E4 Container Platform
Kubernetes High Performance Cluster
Containers enable you to develop and deploy complex applications faster and, most importantly, ensure efficient use of the underlying infrastructure: a unique combination of benefits
Why perform operations in manual mode with the certainty that something will go wrong?
When it comes to running multi-container applications in a production environment, things get complicated: hundreds or thousands of containers and different types of applications. Kaptain, the Kubernetes-based E4 Container Platform, is the conductor that serves your infrastructure
“A sea captain is a sailor with a high-level license who has the command and final responsibility over a ship. The captain is responsible for the safe and efficient operation of the ship and of the people and load on board” Wikipedia – Sea Captain
FAST Kaptain is a bare-metal Kubernetes cluster designed by HPC experts to provide containers with a high-performance environment. All-flash drives, low-latency networking (RDMA) and GPU support are the key to ensuring containerized workloads both fast data access and the shortest possible processing times
INTUITIVE Kaptain is equipped with a powerful graphic interface that simplifies the most complex operations. The end user accesses a rich catalog of open-source applications, to be installed with a simple mouse click. With Kaptain you no longer need a PhD in “Kubernetes-ology” to be a productive DevOps
INTEGRATED The E4 Container Platform is designed to be easily integrated with your data center services. Kaptain can use pre-existing authentication systems (AD, LDAP, openID) and allocate persistent volumes for containers on the most popular network storage technologies (iSCSI, CephRDB, NFS, GlusterFS, …)

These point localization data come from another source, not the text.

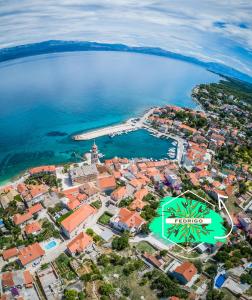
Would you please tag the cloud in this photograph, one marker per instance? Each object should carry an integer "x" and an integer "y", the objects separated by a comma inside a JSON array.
[{"x": 209, "y": 29}]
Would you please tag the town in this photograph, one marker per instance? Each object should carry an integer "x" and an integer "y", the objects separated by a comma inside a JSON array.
[{"x": 81, "y": 230}]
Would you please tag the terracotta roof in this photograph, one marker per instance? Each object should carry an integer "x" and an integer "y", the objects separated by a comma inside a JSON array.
[
  {"x": 7, "y": 279},
  {"x": 77, "y": 217},
  {"x": 187, "y": 270},
  {"x": 20, "y": 219},
  {"x": 130, "y": 218},
  {"x": 153, "y": 259},
  {"x": 42, "y": 169},
  {"x": 108, "y": 182},
  {"x": 30, "y": 253},
  {"x": 119, "y": 193},
  {"x": 10, "y": 253},
  {"x": 32, "y": 228},
  {"x": 73, "y": 204},
  {"x": 135, "y": 183},
  {"x": 79, "y": 243},
  {"x": 28, "y": 280},
  {"x": 35, "y": 208}
]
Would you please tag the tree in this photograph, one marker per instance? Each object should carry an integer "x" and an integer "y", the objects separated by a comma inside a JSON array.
[
  {"x": 214, "y": 295},
  {"x": 120, "y": 243},
  {"x": 106, "y": 289},
  {"x": 145, "y": 229},
  {"x": 163, "y": 252},
  {"x": 71, "y": 295},
  {"x": 212, "y": 270}
]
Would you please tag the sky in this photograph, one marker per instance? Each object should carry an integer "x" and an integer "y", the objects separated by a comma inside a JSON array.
[{"x": 210, "y": 30}]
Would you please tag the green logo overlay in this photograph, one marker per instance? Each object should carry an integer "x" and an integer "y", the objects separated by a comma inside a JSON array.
[{"x": 182, "y": 220}]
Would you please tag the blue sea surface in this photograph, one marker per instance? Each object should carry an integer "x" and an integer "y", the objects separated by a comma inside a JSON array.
[{"x": 46, "y": 99}]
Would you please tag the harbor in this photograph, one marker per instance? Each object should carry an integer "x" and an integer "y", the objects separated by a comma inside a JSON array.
[
  {"x": 130, "y": 125},
  {"x": 175, "y": 152}
]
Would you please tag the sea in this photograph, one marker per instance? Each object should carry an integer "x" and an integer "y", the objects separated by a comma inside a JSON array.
[{"x": 46, "y": 99}]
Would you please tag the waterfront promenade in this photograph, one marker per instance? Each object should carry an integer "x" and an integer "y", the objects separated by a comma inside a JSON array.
[{"x": 129, "y": 125}]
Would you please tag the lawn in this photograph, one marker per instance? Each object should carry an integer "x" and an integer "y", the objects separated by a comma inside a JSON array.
[
  {"x": 62, "y": 263},
  {"x": 131, "y": 281},
  {"x": 145, "y": 247},
  {"x": 105, "y": 218},
  {"x": 60, "y": 219}
]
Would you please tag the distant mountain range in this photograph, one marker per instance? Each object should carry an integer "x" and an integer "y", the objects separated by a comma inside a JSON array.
[{"x": 54, "y": 46}]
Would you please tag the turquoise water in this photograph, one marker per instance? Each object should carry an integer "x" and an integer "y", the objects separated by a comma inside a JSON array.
[
  {"x": 51, "y": 245},
  {"x": 46, "y": 99}
]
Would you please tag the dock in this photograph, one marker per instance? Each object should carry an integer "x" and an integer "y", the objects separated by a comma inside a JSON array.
[{"x": 128, "y": 126}]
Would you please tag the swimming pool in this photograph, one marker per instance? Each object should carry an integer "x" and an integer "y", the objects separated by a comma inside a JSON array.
[
  {"x": 220, "y": 280},
  {"x": 50, "y": 245}
]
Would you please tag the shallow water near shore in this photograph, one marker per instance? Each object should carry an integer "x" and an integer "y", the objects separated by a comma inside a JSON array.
[{"x": 46, "y": 99}]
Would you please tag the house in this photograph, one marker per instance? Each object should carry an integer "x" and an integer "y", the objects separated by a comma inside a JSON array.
[
  {"x": 30, "y": 254},
  {"x": 10, "y": 253},
  {"x": 6, "y": 196},
  {"x": 83, "y": 174},
  {"x": 153, "y": 260},
  {"x": 76, "y": 220},
  {"x": 107, "y": 184},
  {"x": 185, "y": 272},
  {"x": 32, "y": 228},
  {"x": 82, "y": 242},
  {"x": 16, "y": 279},
  {"x": 138, "y": 203},
  {"x": 50, "y": 283},
  {"x": 127, "y": 220},
  {"x": 38, "y": 171},
  {"x": 19, "y": 219},
  {"x": 32, "y": 194},
  {"x": 119, "y": 194}
]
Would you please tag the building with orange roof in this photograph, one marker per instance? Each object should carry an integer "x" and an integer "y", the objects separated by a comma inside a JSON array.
[
  {"x": 187, "y": 129},
  {"x": 73, "y": 204},
  {"x": 136, "y": 183},
  {"x": 19, "y": 219},
  {"x": 32, "y": 228},
  {"x": 127, "y": 220},
  {"x": 82, "y": 242},
  {"x": 107, "y": 183},
  {"x": 28, "y": 280},
  {"x": 30, "y": 254},
  {"x": 138, "y": 203},
  {"x": 35, "y": 208},
  {"x": 119, "y": 194},
  {"x": 16, "y": 279},
  {"x": 42, "y": 170},
  {"x": 10, "y": 253},
  {"x": 32, "y": 194},
  {"x": 185, "y": 272},
  {"x": 72, "y": 223}
]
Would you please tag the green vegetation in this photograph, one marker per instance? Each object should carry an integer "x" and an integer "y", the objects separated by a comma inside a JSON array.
[
  {"x": 64, "y": 268},
  {"x": 120, "y": 243},
  {"x": 164, "y": 286},
  {"x": 61, "y": 218},
  {"x": 96, "y": 204},
  {"x": 145, "y": 247},
  {"x": 73, "y": 295},
  {"x": 231, "y": 255},
  {"x": 125, "y": 202},
  {"x": 105, "y": 218},
  {"x": 48, "y": 179},
  {"x": 247, "y": 277},
  {"x": 48, "y": 231},
  {"x": 95, "y": 236}
]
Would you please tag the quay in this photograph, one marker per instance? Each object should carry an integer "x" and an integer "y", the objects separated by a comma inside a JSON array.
[{"x": 130, "y": 125}]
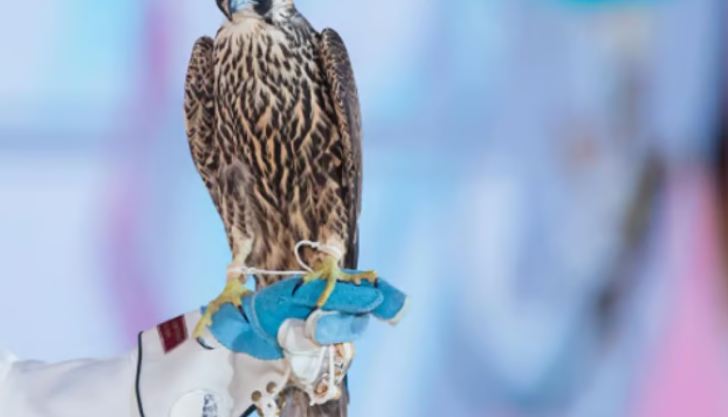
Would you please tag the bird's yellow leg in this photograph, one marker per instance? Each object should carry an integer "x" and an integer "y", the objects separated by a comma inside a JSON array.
[
  {"x": 232, "y": 294},
  {"x": 329, "y": 270}
]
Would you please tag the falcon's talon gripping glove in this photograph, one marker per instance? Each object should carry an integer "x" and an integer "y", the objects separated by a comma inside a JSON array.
[
  {"x": 282, "y": 322},
  {"x": 276, "y": 337}
]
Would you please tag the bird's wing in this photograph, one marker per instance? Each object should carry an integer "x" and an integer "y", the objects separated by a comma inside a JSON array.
[
  {"x": 340, "y": 76},
  {"x": 200, "y": 115}
]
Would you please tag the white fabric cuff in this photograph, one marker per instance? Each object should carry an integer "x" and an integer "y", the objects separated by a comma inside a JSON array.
[{"x": 178, "y": 377}]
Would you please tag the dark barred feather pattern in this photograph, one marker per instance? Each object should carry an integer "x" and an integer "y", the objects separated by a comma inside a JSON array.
[{"x": 274, "y": 128}]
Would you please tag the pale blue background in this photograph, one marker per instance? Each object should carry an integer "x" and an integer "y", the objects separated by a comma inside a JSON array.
[{"x": 503, "y": 139}]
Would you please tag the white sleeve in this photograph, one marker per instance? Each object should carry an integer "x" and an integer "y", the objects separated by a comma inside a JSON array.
[
  {"x": 84, "y": 388},
  {"x": 167, "y": 375}
]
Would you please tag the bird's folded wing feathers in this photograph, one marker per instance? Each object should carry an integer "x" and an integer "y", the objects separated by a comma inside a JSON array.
[{"x": 340, "y": 76}]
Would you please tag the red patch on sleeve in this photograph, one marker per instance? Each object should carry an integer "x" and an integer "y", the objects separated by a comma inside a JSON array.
[{"x": 172, "y": 333}]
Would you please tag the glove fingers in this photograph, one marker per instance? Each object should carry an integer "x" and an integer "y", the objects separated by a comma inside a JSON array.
[
  {"x": 328, "y": 328},
  {"x": 346, "y": 297}
]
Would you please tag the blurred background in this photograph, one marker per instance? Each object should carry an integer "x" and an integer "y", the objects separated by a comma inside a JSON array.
[{"x": 547, "y": 179}]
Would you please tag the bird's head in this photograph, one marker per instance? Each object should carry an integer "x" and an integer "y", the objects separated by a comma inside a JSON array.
[{"x": 261, "y": 7}]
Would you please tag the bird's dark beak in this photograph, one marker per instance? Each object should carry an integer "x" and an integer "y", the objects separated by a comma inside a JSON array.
[{"x": 226, "y": 8}]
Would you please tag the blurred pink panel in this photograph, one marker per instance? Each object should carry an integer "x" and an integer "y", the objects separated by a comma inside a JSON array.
[{"x": 688, "y": 376}]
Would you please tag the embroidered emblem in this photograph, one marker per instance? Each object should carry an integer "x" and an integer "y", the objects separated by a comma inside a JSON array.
[
  {"x": 209, "y": 408},
  {"x": 172, "y": 333}
]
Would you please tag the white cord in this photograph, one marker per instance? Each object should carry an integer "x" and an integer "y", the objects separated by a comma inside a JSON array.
[{"x": 331, "y": 250}]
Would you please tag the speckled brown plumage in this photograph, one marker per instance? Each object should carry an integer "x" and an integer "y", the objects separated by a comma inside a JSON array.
[{"x": 274, "y": 128}]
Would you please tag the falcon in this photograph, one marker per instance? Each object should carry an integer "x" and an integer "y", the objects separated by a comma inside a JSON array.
[{"x": 274, "y": 128}]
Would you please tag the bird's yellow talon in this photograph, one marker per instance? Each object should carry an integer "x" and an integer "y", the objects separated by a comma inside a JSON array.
[
  {"x": 329, "y": 270},
  {"x": 232, "y": 294}
]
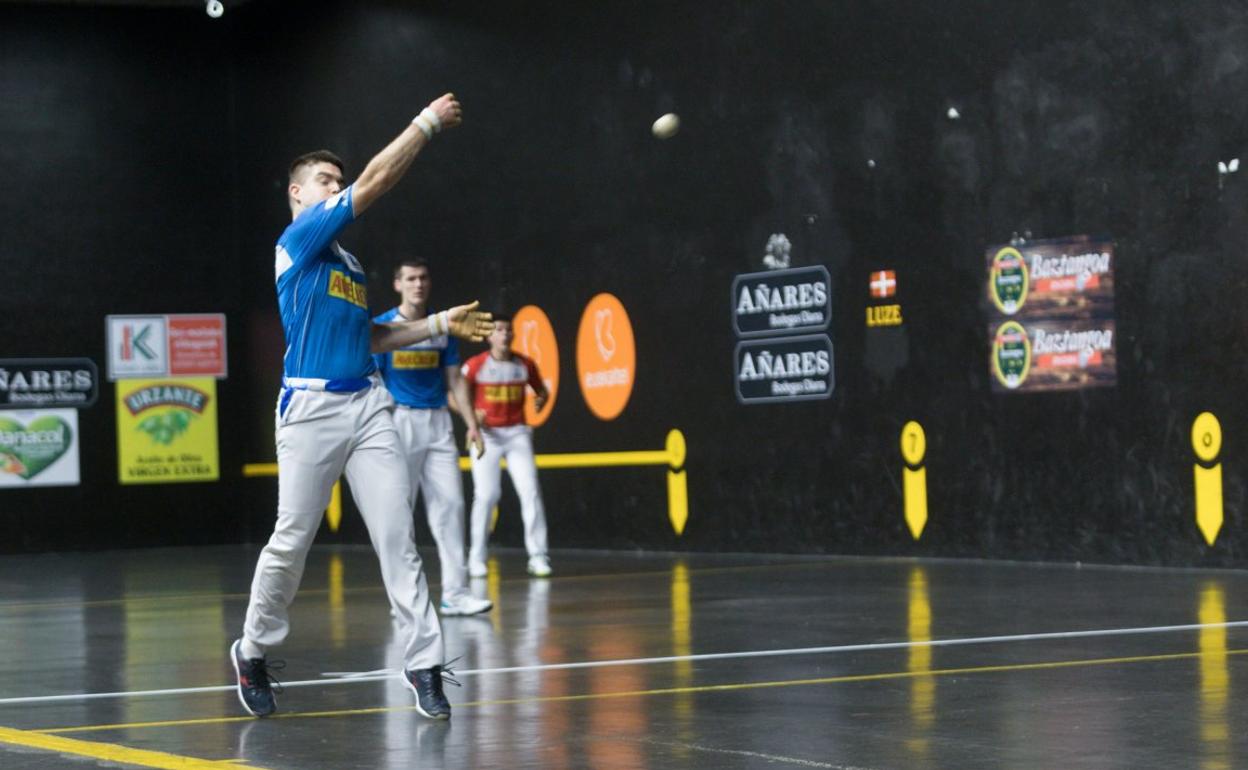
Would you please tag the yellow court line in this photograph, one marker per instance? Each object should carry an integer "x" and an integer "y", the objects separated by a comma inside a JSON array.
[
  {"x": 362, "y": 589},
  {"x": 709, "y": 688},
  {"x": 114, "y": 753}
]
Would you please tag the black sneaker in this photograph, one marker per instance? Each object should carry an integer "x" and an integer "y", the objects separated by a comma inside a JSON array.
[
  {"x": 427, "y": 685},
  {"x": 255, "y": 690}
]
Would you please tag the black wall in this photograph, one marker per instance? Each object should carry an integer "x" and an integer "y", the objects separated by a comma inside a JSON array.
[{"x": 147, "y": 149}]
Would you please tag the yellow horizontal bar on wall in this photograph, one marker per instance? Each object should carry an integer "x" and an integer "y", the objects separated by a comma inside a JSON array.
[{"x": 673, "y": 456}]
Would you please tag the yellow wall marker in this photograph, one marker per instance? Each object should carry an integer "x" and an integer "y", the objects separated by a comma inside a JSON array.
[
  {"x": 914, "y": 448},
  {"x": 1207, "y": 442},
  {"x": 112, "y": 753}
]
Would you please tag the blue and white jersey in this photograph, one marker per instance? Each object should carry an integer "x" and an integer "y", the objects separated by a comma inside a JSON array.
[
  {"x": 322, "y": 292},
  {"x": 417, "y": 375}
]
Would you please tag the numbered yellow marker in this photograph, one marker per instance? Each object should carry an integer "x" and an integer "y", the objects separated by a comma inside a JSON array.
[
  {"x": 1207, "y": 442},
  {"x": 914, "y": 449}
]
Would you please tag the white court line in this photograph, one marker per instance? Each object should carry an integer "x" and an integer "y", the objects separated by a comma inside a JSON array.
[{"x": 331, "y": 678}]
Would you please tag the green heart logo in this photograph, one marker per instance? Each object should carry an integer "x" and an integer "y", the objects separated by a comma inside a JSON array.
[{"x": 26, "y": 451}]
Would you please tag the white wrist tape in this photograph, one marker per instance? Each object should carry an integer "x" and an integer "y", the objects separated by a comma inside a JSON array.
[
  {"x": 439, "y": 323},
  {"x": 429, "y": 115}
]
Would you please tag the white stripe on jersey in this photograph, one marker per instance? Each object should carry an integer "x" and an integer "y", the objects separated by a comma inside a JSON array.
[{"x": 282, "y": 263}]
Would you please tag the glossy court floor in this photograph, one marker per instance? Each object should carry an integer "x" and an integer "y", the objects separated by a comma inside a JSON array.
[{"x": 635, "y": 660}]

MODERN Kaptain is a high-performance infrastructure designed to host large-scale data analysis platforms such as Apache Spark, KubeFlow, Dask and Ray. With the integration of MinIO (high performance S3 storage) and a workflow manager (AirFlow, Prefect,…), you will get a powerful and complete system for Cloud Native Data Science
A Kubernetes cluster is a collection of servers configured to run containerized applications and services; the core of the architecture is the so-called ControlPlane (the set of API Server, Controller Manager, Scheduler and Etcd services) which is responsible for the management and orchestration of containers and provides the interface (API) to the outside of the cluster . The simplest configuration of a Kubernetes infrastructure provides a Master Node, which hosts the ControlPlane, and a set of Worker Nodes, dedicated to the execution of containerized user workloads. The infrastructure servers can be interconnected both through an Internal Network, dedicated to communication between the ControlPlane and the Worker Nodes, and through an External Network, dedicated to accessing applications and services running on the Worker Nodes.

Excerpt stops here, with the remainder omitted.